Sender: Scott Klement <sk@xxxxxxxxxxxxxxxx>


We run a RPG program that constructs an xml string from DB2/400 data. This xml string is then passed to a program that executes the http_url_post_raw function posting the string to a java servlet. This works fine unless the string contains an ampersand character. For example, the RPG program (using http_url_post_raw) passes this xml string to the servlet correctly: "<data><id>1234</id><company>SMITH INC </company></data>". However if the string is equal to "<data><id>3456</id><company>SMITH & WESSON</company></data>" then the program only sends the first 34 characters to the servlet.

Are you using HTTPAPI's encoder routines, or are you just passing the string as-is to http_url_post_raw()?


If you're just passing the string directly to http_url_post_raw(), then HTTPAPI doesn't do any sort of encoding. The data is translated to ASCII then copied byte-by-byte to the Web server.

It pays absolutely no attention to what the bytes contain. Whatever you tell it to send, it'll send.

However, the ampersand character does have a special meaning, both in a URL encoded document and in an XML document. So, it's possible that the Web server is trying to interpret the character as an XML entity, or a variable separator, or something like that. This has nothing to do with HTTPAPI, though. HTTPAPI assumes that you know what you're doing, and just sends whatever you ask it to send.


If the xml string contains an ampersand sign then the string is truncated at the ampersand sign. This truncation causes a problem on the web side because the XML string is incomplete. Our first impression is that the utility's http_url_post_raw is encoding the spaces in the string correctly but not the ampersand sign.

http_url_post_raw does not encode the data AT ALL aside from translating it from EBCDIC to ASCII. (and If you call http_url_post_raw2, it won't even do that!)

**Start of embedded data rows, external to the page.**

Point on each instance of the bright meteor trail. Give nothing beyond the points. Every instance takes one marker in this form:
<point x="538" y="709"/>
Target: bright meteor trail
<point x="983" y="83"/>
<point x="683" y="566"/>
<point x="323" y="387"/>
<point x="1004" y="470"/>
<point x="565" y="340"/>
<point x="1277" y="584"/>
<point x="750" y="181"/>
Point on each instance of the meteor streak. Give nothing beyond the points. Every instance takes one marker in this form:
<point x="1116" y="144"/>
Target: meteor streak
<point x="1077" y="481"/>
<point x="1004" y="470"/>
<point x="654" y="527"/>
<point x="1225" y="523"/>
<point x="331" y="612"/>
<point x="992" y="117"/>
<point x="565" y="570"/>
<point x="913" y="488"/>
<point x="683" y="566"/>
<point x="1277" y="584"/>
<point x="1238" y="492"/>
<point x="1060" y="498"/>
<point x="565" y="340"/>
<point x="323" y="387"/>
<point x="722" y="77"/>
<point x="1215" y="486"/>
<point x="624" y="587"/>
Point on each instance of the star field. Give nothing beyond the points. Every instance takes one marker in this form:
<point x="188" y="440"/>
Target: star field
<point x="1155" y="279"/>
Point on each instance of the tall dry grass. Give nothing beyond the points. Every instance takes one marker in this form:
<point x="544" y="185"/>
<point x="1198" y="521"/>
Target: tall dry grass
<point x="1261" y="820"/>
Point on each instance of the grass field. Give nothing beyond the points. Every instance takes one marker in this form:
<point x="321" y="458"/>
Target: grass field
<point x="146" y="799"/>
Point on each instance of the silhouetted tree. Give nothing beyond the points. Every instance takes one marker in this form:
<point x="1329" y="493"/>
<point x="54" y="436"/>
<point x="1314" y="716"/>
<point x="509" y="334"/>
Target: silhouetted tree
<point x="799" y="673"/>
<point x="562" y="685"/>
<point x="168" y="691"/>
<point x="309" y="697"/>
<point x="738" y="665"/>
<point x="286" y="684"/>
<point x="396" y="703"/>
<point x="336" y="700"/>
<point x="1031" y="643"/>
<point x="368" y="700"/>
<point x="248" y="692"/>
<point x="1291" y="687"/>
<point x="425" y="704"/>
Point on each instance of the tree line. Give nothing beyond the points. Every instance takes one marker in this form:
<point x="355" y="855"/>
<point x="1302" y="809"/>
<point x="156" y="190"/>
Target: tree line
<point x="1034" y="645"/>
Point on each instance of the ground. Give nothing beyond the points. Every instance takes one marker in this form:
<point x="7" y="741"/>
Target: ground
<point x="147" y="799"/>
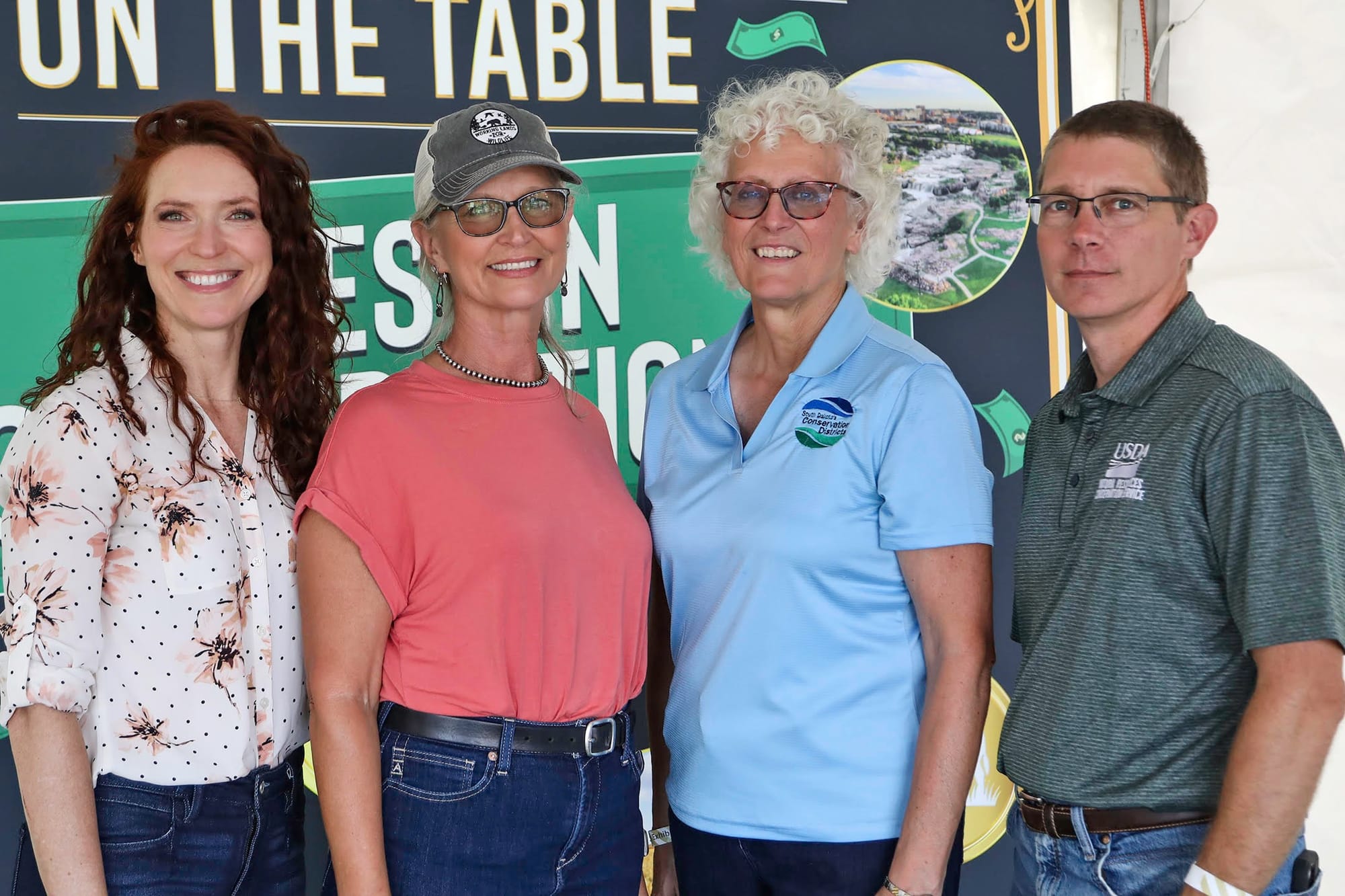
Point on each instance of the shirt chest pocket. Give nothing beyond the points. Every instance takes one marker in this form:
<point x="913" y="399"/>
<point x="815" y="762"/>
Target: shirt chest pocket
<point x="200" y="540"/>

If you want the data to be encoded, you have to call an encoder routine FIRST, then pass the already encoded data to HTTP_url_post_raw().

HTTPAPI doesn't care what your data is, only where it's located in memory and how long it is. It doesn't try to read or interpret it, it just copies it from memory to the network.


We have seen some literature that says the ampersand needs to be replaced with "&amp;" - we have tried that in the program that constructs the xml string but that has not worked.

That might matter to an XML parser, but it won't matter to HTTPAPI or to the HTTP protocol.